Laws & RegulationsCERT-In Directions 2022
In Forcecross-sectorNo. 20(3)/2022-CERT-In, dated April 28, 2022
Information Technology (The Indian Computer Emergency Response Team and Manner of Performing Functions and Duties) Rules, 2013 — CERT-In Cybersecurity Directions 2022
Also known as: CERT-In Directions 2022
The CERT-In Directions 2022 require all entities in India to report cybersecurity incidents to CERT-In within 6 hours — one of the shortest mandatory reporting windows globally.
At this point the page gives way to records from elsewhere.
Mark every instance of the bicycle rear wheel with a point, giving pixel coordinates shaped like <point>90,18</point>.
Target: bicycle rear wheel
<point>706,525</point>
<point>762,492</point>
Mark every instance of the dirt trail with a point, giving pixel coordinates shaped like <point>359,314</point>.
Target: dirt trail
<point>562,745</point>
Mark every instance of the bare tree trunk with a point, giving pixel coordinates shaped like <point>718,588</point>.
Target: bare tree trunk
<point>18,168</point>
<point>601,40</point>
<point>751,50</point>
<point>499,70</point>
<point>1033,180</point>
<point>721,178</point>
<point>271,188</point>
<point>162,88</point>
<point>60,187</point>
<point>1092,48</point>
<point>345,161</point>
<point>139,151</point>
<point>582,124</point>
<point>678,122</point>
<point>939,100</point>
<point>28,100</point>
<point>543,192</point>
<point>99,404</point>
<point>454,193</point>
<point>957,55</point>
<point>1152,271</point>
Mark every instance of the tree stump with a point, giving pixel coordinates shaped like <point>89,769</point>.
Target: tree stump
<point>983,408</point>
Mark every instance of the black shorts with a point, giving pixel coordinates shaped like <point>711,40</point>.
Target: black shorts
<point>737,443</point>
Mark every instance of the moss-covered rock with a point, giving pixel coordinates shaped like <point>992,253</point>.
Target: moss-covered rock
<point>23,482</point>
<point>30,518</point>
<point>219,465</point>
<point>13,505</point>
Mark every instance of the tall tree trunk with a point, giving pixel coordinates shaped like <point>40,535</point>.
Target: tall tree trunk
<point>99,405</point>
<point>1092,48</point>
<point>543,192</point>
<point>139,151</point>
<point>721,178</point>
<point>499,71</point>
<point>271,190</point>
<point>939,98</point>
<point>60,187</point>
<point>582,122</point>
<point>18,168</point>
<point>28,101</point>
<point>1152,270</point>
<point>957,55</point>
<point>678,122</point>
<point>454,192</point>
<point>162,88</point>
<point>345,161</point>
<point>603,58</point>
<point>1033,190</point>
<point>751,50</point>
They also require 180-day log retention, NTP synchronization, and 5-year record retention for VPN providers, cloud service providers, and virtual asset service providers.
Jurisdiction
India
Regulator
Indian Computer Emergency Response Team
Effective
6/28/2022
Sector
cross-sector
Full Text / Summary
The Directions were issued under Section 70B(6) of the IT Act 2000. They require: (1) 6-hour incident reporting for 20 categories of incidents; (2) 180-day log retention for ICT systems; (3) NTP clock synchronization; (4) 5-year subscriber record retention for VPN providers, cloud service providers, and virtual asset service providers; (5) 6-hour response to CERT-In information requests. The Directions have been controversial for their short reporting window and data localization requirements for VPN providers, leading several international VPN providers to exit India.